解説:正解は 3 です。分娩所要時間は「規則的な陣痛が10分間隔以内になった時点」を起点とし、「胎盤娩出時点」を終点として計測する。Aさんの場合、陣痛周期が10分になったのが2時00分、胎盤娩出が16時30分なので、16時30分-2時00分=14時間30分となる。分娩第1期(開口期)は陣痛開始から子宮口全開大まで、第2期(娩出期)は全開大から児娩出まで、第3期(後産期)は児娩出から胎盤娩出までを指し、これら3期を合計した時間が分娩所要時間となる。初産婦の平均は11〜15時間、経産婦は5〜8時間程度で、Aさんは初産婦の標準範囲内である。
選択肢考察
-
× 1. 13時間00分
2時00分から15時00分(分娩室入室時刻)までを計算した値。分娩室入室は時刻記録ではあるが分娩終了点ではないため誤り。
-
× 2. 14時間20分
2時00分から16時20分(児娩出時刻)までの時間。分娩所要時間の終点は児娩出ではなく胎盤娩出(後産期終了)まで含めるため誤り。
-
○ 3. 14時間30分
陣痛10分間隔(2時00分)から胎盤娩出(16時30分)までを正しく計測した値。分娩第1〜3期を合計した正規の分娩所要時間。
-
× 4. 16時間30分
2時00分から18時30分(帰室時刻)までを計算した値。帰室は分娩2時間後の経過観察を含む時刻で、分娩所要時間には含まない。

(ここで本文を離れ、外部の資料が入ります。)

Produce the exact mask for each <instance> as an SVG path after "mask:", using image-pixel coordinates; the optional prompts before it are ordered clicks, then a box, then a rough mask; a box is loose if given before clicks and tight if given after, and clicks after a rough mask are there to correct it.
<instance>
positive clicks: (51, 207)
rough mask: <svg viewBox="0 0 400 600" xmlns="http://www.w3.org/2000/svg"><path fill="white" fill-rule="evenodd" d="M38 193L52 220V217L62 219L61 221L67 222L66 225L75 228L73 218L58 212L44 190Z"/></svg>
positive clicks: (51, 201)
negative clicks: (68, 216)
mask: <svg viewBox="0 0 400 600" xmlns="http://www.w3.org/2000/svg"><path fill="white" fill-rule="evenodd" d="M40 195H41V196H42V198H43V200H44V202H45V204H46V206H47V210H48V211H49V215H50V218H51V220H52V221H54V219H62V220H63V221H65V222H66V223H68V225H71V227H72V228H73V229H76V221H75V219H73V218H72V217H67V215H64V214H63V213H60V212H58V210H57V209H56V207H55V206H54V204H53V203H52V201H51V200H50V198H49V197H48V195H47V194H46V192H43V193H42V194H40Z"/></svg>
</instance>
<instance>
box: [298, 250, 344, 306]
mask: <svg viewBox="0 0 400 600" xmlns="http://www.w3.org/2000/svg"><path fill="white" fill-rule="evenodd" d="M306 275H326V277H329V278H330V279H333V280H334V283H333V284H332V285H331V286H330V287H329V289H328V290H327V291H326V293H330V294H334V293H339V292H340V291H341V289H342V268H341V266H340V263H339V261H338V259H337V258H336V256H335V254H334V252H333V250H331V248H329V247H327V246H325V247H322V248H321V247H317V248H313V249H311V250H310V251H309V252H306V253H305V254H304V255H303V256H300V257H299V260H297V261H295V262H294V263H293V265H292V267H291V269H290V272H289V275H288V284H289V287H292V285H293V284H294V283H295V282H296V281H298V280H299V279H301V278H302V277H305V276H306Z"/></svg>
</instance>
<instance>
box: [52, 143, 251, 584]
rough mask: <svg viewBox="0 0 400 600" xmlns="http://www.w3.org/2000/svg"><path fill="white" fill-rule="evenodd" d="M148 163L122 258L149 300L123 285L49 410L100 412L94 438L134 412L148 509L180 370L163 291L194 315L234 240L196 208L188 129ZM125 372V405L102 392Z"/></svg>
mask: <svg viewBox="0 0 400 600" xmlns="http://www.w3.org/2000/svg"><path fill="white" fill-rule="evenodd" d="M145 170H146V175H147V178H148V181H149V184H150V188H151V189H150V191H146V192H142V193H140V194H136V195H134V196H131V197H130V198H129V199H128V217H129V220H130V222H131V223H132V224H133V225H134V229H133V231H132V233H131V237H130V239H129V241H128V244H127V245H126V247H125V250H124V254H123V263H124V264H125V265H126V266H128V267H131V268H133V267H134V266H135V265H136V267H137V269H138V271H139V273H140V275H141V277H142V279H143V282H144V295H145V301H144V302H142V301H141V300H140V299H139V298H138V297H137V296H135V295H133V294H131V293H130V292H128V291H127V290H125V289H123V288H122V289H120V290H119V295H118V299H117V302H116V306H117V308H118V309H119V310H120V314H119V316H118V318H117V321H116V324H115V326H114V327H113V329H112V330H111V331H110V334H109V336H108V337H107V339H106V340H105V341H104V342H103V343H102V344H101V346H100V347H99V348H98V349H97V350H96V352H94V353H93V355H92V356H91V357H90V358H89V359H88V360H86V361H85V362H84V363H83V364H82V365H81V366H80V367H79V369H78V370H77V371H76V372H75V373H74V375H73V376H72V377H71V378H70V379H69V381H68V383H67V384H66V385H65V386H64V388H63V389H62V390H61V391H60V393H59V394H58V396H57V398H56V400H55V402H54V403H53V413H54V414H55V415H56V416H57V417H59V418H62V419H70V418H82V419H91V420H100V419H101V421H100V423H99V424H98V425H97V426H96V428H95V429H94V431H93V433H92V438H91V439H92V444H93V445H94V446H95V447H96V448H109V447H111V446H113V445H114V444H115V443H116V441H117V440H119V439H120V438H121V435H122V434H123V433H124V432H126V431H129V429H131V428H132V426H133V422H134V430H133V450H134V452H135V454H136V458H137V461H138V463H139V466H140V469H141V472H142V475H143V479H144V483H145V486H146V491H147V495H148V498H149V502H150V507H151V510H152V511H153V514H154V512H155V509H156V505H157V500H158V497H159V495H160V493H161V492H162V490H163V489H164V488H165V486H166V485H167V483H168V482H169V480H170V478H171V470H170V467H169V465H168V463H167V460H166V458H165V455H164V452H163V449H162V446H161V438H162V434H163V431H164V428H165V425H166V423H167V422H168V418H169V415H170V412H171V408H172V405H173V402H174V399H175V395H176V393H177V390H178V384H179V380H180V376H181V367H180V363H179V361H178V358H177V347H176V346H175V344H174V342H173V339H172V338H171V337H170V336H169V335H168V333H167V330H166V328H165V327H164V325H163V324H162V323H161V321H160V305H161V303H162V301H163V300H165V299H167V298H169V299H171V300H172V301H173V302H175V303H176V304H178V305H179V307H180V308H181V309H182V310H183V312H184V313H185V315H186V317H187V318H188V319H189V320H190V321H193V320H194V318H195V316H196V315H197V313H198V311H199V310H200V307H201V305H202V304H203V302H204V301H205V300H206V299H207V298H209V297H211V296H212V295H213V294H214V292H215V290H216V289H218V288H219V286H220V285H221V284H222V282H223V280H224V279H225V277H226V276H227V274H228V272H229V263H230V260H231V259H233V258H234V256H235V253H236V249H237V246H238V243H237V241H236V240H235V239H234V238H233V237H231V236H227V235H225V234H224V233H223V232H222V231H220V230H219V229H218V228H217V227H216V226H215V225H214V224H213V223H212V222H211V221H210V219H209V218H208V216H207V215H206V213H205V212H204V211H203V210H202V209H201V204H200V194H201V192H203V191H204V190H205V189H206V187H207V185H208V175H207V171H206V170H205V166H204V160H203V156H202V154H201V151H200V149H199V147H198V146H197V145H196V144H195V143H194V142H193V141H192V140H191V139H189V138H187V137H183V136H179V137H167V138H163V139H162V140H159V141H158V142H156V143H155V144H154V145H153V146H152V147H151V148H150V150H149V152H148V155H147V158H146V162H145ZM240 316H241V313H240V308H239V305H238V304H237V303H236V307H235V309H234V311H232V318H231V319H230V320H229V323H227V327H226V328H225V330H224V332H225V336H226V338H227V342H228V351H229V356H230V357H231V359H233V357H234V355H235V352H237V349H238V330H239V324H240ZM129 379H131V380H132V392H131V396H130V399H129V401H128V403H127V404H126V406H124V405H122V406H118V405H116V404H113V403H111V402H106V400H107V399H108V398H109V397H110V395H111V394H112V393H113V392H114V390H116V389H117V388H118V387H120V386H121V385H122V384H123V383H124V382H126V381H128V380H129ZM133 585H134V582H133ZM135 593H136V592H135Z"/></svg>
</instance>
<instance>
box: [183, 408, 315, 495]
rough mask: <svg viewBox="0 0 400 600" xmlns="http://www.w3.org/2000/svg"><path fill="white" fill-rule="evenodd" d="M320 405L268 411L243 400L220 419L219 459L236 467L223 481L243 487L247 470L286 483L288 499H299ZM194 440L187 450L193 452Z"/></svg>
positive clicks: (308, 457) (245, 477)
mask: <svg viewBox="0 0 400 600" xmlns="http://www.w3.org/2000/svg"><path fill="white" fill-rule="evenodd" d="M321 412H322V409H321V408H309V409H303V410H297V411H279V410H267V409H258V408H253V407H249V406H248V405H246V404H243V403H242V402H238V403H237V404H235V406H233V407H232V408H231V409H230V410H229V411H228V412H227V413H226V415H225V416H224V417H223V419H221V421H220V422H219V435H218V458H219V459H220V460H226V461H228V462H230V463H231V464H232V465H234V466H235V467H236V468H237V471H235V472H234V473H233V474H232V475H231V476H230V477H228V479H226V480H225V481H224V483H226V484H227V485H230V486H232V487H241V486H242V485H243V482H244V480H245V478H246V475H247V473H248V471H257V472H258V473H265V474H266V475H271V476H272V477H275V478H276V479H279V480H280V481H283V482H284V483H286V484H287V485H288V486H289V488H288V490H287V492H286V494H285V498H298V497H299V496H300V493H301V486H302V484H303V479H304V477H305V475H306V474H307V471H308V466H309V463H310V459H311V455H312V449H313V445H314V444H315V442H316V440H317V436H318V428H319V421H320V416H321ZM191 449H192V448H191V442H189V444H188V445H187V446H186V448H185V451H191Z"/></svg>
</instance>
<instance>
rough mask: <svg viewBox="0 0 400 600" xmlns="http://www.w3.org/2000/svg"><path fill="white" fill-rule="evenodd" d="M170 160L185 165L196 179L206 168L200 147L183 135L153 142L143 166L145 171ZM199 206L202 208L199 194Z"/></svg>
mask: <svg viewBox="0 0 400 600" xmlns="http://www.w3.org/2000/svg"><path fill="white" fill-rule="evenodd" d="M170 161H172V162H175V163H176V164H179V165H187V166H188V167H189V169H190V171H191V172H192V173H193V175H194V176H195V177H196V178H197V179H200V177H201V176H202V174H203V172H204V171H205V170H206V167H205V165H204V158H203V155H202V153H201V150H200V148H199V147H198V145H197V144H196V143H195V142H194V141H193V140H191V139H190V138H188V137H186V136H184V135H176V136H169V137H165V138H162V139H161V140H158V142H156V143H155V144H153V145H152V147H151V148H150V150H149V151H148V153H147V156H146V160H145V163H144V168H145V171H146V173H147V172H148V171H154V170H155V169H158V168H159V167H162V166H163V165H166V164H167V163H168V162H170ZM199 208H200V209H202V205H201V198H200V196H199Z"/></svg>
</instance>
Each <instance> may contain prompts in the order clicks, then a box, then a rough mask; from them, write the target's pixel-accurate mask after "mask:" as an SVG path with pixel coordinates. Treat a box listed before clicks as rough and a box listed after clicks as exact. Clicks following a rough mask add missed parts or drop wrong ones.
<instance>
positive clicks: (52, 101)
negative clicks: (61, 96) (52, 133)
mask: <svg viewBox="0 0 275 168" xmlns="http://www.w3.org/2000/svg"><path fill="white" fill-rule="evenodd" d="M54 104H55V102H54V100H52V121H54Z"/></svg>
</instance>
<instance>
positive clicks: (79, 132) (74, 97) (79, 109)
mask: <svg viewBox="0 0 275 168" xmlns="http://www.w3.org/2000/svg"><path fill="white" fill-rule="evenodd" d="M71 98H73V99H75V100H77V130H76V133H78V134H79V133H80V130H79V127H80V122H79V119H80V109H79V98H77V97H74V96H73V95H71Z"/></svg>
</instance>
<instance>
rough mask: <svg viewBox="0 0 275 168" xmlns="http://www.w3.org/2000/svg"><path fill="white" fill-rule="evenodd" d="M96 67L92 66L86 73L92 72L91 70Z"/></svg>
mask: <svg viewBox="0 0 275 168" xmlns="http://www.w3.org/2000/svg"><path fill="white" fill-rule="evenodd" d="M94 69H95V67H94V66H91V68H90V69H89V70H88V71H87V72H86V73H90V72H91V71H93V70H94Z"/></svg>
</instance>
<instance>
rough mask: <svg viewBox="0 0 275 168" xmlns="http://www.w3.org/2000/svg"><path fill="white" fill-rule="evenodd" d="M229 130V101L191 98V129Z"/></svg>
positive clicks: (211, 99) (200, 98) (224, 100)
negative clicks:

分娩は3期に分けられる。第1期(開口期)は陣痛開始から子宮口全開大まで、初産婦で10〜12時間、経産婦で5〜6時間程度。第2期(娩出期)は子宮口全開大から児娩出まで、初産婦で2〜3時間、経産婦で1〜1.5時間程度。第3期(後産期)は児娩出から胎盤娩出まで、15〜30分程度。Aさんは第1期約13時間30分、第2期約50分、第3期10分で計14時間30分となり、初産婦として順調な分娩経過。分娩所要時間が30時間を超えると遷延分娩、初産婦で4時間未満は急速分娩と判断する。
分娩所要時間の起点(規則的陣痛10分間隔)と終点(胎盤娩出)を正確に押さえる問題。分娩第1〜3期の概念を理解しているかが鍵。